For reference documentation on identifiers, refer to Indentifier

Conditional Expressions

Flyte Spec Language supports conditional expressions of two types; logical and comparison expressions. Expressions are represented as a tree of boolean expressions.

Logical Expressions

A logical expression is expressed as a logical operator (only AND and OR operators are supported) and two conditional expressions

Comparison Expressions

A comparison expression is expressed as a comparison operator (Equal, Not Equal, Greater Than, Greater Than or Equal, Less Than or Less Than or Equal) and two operands.

An operand can either be a primitive or a variable name that exists as an input to the node where the expression is evaluated.

For reference documentation on conditions, refer to Indentifier

Nodes

Nodes are encapsulations around any execution unit (task, workflow, launchplan… etc.) that abstracts away details about the execution unit and allows interaction with other nodes with minimal information.

Nodes define how to bind the inputs of the underlying execution unit (e.g. task). They can also alter how outputs are exposed by providing output aliases to some or all of the outputs variables.

Multiple nodes can reference the same execution unit with different input bindings.

Dependencies between nodes is driven by bindings; e.g. NodeC depends on data from NodeA, therefore the system will wait to execute NodeC until NodeA has successfully finished executing. Nodes can optionally define execution dependencies that are not expressed in bindings.

For more information about the different types of nodes, please refer to node concepts. For reference documentation on nodes, refer to Nodes

Workflows

Workflows represent an execution scope in the system. A workflow is a directed-acyclic-graph that describes what steps need to be executed, in what order as well as which steps need to consume data from other steps.

For concept documentation on workflows, refer to node concepts. For reference documentation on workflows, refer to Workflows

Compiler

Flyte system requires compiled Workflows to execute. A CLI is provided for convenience to compile locally. Flyte automatically compiles all registered tasks and workflows. The compilation process validates that all nodes and tasks interfaces match up. It then pre-computes the actual execution plan and serializes the compiled workflow.

Properties of types and values

Type Identity

Two types are equal if and only if their Protocol Buffers representation is identical.

Assignability

Flyte types are invariant. Two variables can be assigned to each other if and only if their types are identical.

Extensibility

New types

Flyte types can be extended in two ways:

A customization of an existing type

e.g. Creating a URL type can be represented as a Literal Type String (that contains the final URL). As far as the task interface is concerned, its output is of type String.
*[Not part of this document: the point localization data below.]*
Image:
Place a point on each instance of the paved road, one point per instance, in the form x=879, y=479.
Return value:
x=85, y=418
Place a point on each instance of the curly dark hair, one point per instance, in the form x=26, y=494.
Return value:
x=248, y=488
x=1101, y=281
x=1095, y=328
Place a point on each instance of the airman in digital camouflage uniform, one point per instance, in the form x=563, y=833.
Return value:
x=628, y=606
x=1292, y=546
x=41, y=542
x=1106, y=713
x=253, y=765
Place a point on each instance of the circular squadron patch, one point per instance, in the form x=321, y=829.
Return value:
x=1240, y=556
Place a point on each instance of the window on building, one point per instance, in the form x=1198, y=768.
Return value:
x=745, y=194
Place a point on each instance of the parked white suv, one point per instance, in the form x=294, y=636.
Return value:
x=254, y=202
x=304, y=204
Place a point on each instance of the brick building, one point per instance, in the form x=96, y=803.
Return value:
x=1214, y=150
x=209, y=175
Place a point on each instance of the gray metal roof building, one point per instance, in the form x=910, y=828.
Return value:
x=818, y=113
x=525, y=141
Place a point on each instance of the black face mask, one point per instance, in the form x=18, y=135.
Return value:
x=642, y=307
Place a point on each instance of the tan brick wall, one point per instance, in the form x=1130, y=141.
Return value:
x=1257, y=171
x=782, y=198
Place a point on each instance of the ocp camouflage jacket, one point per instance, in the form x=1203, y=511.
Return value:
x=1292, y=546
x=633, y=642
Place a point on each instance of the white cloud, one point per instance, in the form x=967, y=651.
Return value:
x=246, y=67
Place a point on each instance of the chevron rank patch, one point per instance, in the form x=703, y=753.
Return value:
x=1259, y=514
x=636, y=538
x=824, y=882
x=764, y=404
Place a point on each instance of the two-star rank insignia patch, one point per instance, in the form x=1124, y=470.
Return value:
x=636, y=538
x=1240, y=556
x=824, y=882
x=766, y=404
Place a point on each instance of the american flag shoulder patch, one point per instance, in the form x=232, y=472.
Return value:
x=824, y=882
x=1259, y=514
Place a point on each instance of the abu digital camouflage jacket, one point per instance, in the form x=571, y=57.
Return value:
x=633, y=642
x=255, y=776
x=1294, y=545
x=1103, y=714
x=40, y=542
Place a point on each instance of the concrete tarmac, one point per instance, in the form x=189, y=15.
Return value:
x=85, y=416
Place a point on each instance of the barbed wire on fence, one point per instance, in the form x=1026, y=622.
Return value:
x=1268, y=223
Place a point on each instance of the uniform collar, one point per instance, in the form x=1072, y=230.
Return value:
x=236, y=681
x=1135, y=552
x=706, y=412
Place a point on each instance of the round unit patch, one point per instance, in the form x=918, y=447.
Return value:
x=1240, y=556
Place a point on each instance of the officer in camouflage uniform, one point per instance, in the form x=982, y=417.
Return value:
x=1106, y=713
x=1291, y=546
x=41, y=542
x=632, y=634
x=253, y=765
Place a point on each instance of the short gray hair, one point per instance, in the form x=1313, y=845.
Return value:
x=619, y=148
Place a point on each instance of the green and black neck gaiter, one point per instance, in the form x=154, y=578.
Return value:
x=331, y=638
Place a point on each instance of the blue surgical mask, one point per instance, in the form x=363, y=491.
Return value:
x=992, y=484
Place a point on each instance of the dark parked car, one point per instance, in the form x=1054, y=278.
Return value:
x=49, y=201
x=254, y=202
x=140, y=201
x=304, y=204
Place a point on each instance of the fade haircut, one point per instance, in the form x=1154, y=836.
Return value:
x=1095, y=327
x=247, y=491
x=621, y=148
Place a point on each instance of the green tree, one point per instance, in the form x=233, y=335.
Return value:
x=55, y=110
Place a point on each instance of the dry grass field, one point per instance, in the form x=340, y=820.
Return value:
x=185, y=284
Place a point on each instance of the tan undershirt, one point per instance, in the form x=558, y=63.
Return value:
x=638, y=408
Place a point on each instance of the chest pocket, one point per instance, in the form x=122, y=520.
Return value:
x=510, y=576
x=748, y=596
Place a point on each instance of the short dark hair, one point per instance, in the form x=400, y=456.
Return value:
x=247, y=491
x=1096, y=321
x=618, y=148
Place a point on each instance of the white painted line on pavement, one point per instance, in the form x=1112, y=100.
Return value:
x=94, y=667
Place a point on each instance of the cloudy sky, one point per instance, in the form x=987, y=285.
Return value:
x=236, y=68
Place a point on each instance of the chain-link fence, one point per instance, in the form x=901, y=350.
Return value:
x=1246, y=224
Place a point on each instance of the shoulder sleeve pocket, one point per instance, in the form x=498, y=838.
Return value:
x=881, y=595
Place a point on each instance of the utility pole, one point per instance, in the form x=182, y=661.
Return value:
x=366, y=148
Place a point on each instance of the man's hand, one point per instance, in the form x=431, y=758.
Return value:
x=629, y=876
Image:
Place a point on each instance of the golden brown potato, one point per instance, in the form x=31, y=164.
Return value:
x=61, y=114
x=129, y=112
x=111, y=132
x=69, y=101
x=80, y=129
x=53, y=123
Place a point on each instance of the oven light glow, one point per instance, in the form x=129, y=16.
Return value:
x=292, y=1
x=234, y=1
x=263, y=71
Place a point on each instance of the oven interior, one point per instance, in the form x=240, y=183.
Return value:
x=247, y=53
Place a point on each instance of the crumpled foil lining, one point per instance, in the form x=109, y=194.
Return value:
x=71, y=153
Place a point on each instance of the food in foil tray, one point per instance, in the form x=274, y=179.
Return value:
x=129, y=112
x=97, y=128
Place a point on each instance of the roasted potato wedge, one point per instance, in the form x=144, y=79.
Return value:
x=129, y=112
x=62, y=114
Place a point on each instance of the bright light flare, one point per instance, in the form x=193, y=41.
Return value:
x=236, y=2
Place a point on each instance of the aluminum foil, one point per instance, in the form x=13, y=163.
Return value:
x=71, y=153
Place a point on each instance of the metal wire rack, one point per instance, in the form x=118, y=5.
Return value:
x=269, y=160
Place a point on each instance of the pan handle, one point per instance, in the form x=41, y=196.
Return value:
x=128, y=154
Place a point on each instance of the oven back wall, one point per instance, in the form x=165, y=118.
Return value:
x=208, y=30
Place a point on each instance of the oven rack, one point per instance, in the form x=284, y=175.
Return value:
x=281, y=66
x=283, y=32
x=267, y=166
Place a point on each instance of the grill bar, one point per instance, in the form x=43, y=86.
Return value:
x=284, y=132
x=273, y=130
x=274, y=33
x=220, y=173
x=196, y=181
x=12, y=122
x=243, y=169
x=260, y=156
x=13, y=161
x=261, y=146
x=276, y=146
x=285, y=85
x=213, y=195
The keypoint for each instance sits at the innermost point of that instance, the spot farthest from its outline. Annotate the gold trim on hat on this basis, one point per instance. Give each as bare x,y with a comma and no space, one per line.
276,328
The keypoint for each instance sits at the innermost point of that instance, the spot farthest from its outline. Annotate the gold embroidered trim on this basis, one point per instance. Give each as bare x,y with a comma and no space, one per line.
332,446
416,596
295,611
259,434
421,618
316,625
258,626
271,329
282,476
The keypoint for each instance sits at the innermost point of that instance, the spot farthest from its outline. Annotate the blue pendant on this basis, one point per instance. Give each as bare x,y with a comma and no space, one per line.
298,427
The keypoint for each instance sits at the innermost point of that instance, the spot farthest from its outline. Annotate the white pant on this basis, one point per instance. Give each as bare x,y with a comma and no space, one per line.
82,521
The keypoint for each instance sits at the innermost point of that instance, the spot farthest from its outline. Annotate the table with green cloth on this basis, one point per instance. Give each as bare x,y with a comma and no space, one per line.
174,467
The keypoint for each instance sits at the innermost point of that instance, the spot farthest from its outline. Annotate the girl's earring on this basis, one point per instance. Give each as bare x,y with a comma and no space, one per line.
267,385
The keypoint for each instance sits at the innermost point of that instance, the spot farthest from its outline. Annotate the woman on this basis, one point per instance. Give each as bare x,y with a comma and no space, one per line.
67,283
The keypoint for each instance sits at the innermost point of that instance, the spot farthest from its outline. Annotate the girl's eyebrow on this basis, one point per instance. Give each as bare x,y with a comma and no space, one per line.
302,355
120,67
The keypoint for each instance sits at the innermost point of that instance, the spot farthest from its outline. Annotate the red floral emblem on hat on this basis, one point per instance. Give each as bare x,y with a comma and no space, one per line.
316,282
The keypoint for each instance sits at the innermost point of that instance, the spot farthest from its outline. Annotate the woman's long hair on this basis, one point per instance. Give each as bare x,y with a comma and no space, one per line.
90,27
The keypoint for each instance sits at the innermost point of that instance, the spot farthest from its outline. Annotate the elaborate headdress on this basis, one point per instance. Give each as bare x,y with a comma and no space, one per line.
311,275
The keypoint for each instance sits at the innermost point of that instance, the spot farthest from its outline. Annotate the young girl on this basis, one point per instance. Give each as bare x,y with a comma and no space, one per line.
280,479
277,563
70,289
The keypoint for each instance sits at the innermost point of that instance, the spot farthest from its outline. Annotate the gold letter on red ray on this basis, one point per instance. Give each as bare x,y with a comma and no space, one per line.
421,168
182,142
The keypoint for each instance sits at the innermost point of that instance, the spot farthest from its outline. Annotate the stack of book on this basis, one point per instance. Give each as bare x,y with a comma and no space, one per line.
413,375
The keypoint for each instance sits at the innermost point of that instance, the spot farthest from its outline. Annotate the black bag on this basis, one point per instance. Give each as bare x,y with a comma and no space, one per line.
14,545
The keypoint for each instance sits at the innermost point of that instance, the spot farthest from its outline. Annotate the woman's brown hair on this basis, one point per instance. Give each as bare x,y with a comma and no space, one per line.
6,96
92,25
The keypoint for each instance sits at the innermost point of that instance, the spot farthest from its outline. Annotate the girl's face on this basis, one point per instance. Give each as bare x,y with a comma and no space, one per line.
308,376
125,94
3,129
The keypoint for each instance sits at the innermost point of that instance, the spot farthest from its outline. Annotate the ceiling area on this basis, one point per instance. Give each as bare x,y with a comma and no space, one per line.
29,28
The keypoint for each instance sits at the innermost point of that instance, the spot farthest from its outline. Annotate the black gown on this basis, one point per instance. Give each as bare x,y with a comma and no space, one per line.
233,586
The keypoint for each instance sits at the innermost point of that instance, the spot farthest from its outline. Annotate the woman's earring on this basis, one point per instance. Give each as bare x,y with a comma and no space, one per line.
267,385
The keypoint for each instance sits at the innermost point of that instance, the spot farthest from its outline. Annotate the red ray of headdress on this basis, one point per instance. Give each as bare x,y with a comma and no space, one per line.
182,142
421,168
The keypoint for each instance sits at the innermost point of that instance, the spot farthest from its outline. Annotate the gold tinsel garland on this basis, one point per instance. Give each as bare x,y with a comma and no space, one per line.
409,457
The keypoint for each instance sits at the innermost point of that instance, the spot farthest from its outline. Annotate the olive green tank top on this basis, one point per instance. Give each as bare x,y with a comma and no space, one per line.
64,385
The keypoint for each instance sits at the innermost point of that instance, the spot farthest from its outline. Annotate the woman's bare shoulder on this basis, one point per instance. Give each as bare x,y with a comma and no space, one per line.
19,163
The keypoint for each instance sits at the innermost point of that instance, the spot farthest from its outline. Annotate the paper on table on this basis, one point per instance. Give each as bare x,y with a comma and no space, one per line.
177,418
A subsequent task can then have an input of type string to bind to that output.

Because this approach localizes the visibility of the new type to the one task that produced it, it’s hard to enforce any type checks (or validation for URL format… etc.) at the system layer.

This approach won’t always satsify more complex types’ needs.

Using generic types

Flyte offers a literal type STRUCT that allows the passing of any valid Struct as a value. This approach is very powerful to pass other Protocol Buffers messages or custom types (represented in JSON) that only plugins knows about.

Note

Flyte doesn’t yet support subtyping, or custom strongly typed structs.